Doesn’t work like that. I hire SMART people who get shit done. THEN I spend a few hours a week training them on absolutely everything – I’m open for questions (and tell them to ask as many as they can) and provide information. I find that it usually takes about a month of work before they’re up to speed, but the long term impact is enormous. I used to spend a day or two training someone, which led to a mismatch of expectations and I would have to fire them. It was usually my fault – there is a responsibility when you hire people which I didn’t hold up on.
Stepping back is huge man. So huge. Some people think I travel all the time because it’s about pleasure (which it is, def) but a lot of it is because it makes it REALLY hard to sit behind a computer. The less I sit behind a computer screen, then more big picture I think. My daily limit is about 3 hours – anything after that I start wasting time. BUT, I am still working during the day – sending emails to people, coordinating, finding ways for other people to do things I ordinarily would have done if I was sitting at my desk trying to fill time.
Future of the app store – new app stores, new discovery, evolution of Android. Future of reskinning – using source codes as foundations that you build on with updates (the way you use templates to build website) and a huge push towards cross platform, future of indie dev reskin biz models – see above + a shift in how teams are built, focus on quality, the customers and marketing to your existing users for lifetime value with blended ad revenue.
Carter
Hey Carter,
Love your posts and have gained gret insights from them over the years. I was just wondering how repeatable and scalable is the advice given in this post. Have you released new apps since you sold yours for $200k. How have they done?

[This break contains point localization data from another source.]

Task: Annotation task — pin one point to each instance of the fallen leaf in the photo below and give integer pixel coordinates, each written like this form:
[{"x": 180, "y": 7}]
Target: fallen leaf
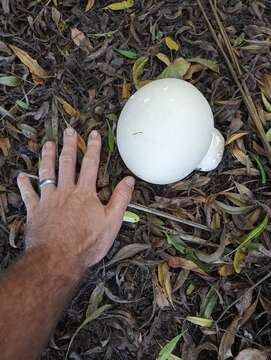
[
  {"x": 127, "y": 252},
  {"x": 131, "y": 217},
  {"x": 14, "y": 229},
  {"x": 95, "y": 299},
  {"x": 267, "y": 86},
  {"x": 129, "y": 54},
  {"x": 266, "y": 103},
  {"x": 90, "y": 318},
  {"x": 32, "y": 64},
  {"x": 89, "y": 5},
  {"x": 81, "y": 144},
  {"x": 175, "y": 70},
  {"x": 5, "y": 146},
  {"x": 164, "y": 58},
  {"x": 164, "y": 280},
  {"x": 227, "y": 340},
  {"x": 200, "y": 321},
  {"x": 194, "y": 68},
  {"x": 80, "y": 39},
  {"x": 138, "y": 69},
  {"x": 251, "y": 354},
  {"x": 212, "y": 65},
  {"x": 11, "y": 81},
  {"x": 179, "y": 262},
  {"x": 70, "y": 110},
  {"x": 171, "y": 43},
  {"x": 167, "y": 350},
  {"x": 122, "y": 5},
  {"x": 235, "y": 137},
  {"x": 126, "y": 90}
]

Great blog post again Carter. Another one you hit out of the park! Interesting point you made about your peers being multi-millionaires in relation to placing big bets on startups or some other investment and then you start seeing a 10x return. This article backs exactly that: http://fundersandfounders.com/serial-entrepreneurs-how-to-pursue-multiple-opportunities/ Kind of like playing black jack, when you’re ahead you should risk a black chip every now and then as this could 3-10X your winnings for the evening pretty quick. If you don’t, you just kind of grind it out and end up ahead only a few hundred bucks at best.

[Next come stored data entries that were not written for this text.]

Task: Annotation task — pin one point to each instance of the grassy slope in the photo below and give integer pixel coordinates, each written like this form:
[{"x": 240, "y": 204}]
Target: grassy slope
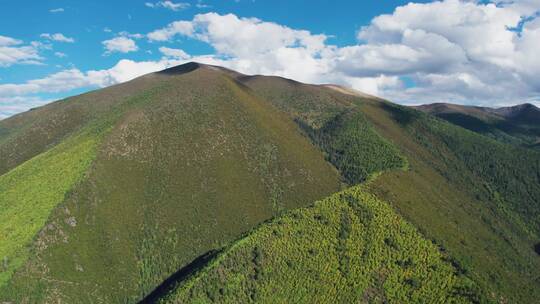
[
  {"x": 197, "y": 160},
  {"x": 473, "y": 196},
  {"x": 26, "y": 135},
  {"x": 31, "y": 191},
  {"x": 523, "y": 129},
  {"x": 348, "y": 248},
  {"x": 186, "y": 167}
]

Curios to see what investments you have done. Obviously you can’t spill the beans and share all of your secrets but here are some things I’ve been looking at pursuing:
– Real Estate Investing (this can be a laundry list of things from buying investment properties, flipping homes, buying land, etc)
– Fundrise – makes it easy to get into real estate investing
– Angel.co – good for finding startup deals to invest in
– Bizbuysell.com for buying new businesses
– Stock Market – pick up all the Facebook stock you can 🙂
– Being a small angel investor or joining an equity investor partnership ( hello doctors and attorneys)

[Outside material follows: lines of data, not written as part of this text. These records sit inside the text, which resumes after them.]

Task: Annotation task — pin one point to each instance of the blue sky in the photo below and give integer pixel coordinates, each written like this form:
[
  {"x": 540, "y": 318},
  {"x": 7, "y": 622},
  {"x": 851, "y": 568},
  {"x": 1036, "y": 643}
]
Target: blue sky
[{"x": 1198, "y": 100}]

I believe you live in the bay area and I only can imagine this helps your odds about finding new hot startups that you could possibly get into a series round A, angel round etc. Also you could possibly become an advisor like you said for an equity stake. But being in WI, unfortunately we don’t meet the cool kids doing startups. By the time we read about them, it’s way too late. I do meet some interesting people through Twitter and LinkedIn and maybe thats an approach one should take to meetup with VC’s and find the next big thing. It sounds like you have one hell of a network and I’m sure they have their ears to the ground looking for the next big thing which is fantastic.